Events News Research CBS CBS Publications Bioinformatics
Staff Contact About Internal CBS CBS Other

Viral Evolution:
Using Phylogenetic Analysis to Detect Epitopes

Anders Gorm Pedersen (gorm@cbs.dtu.dk)
Claus Lundegaard (lunde@cbs.dtu.dk)


Overview

In this exercise you are going to investigate features of HIV-1 evolution. You will do this by analyzing a large set of env-genes from HIV-1, subtype B isolated from a number of different patients. Specifically, the DNA sequences analyzed here correspond to a region surrounding the hypervariable V3 region of the gp120 protein. Using so-called probabilistic modelling techniques (Bayes and maximum likelihood) you will attempt to find putative epitopes. A major goal with the exercise is to introduce you to concepts and tools that are important for phylogenetic analyses of viral DNA, and to make you aware that phylogenetic analysis is much more than merely constructing evolutionary trees.

Specifically, you will

  1. perform a multiple alignment of gp120 protein sequences (using ClustalX).
  2. use the protein-alignment as a template for constructing a DNA alignment (using revtrans).
  3. construct a phylogenetic tree based on the DNA alignment (using MrBayes).
  4. try to detect positively selected sites in gp120 (using PAML).
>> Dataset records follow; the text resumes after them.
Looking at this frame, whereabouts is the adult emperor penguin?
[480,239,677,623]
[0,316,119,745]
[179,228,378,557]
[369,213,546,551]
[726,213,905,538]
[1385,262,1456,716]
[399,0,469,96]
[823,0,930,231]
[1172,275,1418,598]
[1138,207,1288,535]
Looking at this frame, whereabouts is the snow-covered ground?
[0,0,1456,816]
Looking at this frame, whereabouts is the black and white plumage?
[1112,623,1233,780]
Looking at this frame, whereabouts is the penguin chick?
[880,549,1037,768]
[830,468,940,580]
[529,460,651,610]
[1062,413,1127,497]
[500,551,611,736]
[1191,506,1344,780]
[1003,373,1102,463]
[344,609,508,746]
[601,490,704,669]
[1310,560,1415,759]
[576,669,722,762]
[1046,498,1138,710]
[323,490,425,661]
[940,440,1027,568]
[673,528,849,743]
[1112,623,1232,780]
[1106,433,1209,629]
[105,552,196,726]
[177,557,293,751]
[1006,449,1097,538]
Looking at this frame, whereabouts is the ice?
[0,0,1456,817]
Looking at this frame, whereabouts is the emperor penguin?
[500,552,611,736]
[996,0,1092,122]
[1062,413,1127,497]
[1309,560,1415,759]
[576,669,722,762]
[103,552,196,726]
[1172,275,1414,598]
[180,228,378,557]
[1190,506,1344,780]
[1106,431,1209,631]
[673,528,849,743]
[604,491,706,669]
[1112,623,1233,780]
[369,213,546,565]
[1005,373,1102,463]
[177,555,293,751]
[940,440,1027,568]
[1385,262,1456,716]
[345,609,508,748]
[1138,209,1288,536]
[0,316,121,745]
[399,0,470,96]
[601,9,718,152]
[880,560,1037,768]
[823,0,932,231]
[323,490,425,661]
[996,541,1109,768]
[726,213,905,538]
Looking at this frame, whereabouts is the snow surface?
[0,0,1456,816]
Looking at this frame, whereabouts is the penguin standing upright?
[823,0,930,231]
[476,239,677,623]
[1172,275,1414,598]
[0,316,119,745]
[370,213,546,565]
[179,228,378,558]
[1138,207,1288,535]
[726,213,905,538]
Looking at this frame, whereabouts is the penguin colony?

The exercise involves using software on a UNIX-machine, but don't panic! Everything you need to know is explained here. Just take your time and carefully follow the instructions. I suggest you constantly keep this page visible somewhere on your screen (resize the browser window) so you can switch back and forth between reading instructions and performing the exercise.


Biological Background

Like other retroviruses, particles of HIV are made up of 2 copies of a single-stranded RNA genome packaged inside a protein core, or capsid. The core particle also contains viral proteins that are essential for the early steps of the virus life cycle, such as reverse transcription and integration. A lipid envelope, derived from the infected cell, surrounds the core particle. Embedded in this envelope are the surface glycoproteins of HIV: gp120 and gp41. The gp120 protein is crucial for binding of the virus particle to target cells, while gp41 is important for the subsequent fusion event. It is the specific affinity of gp120 for the CD4 protein that targets HIV to those cells of the immune system that express CD4 on their surface (e.g., T-helper lymphocytes, monocytes, and macrophages).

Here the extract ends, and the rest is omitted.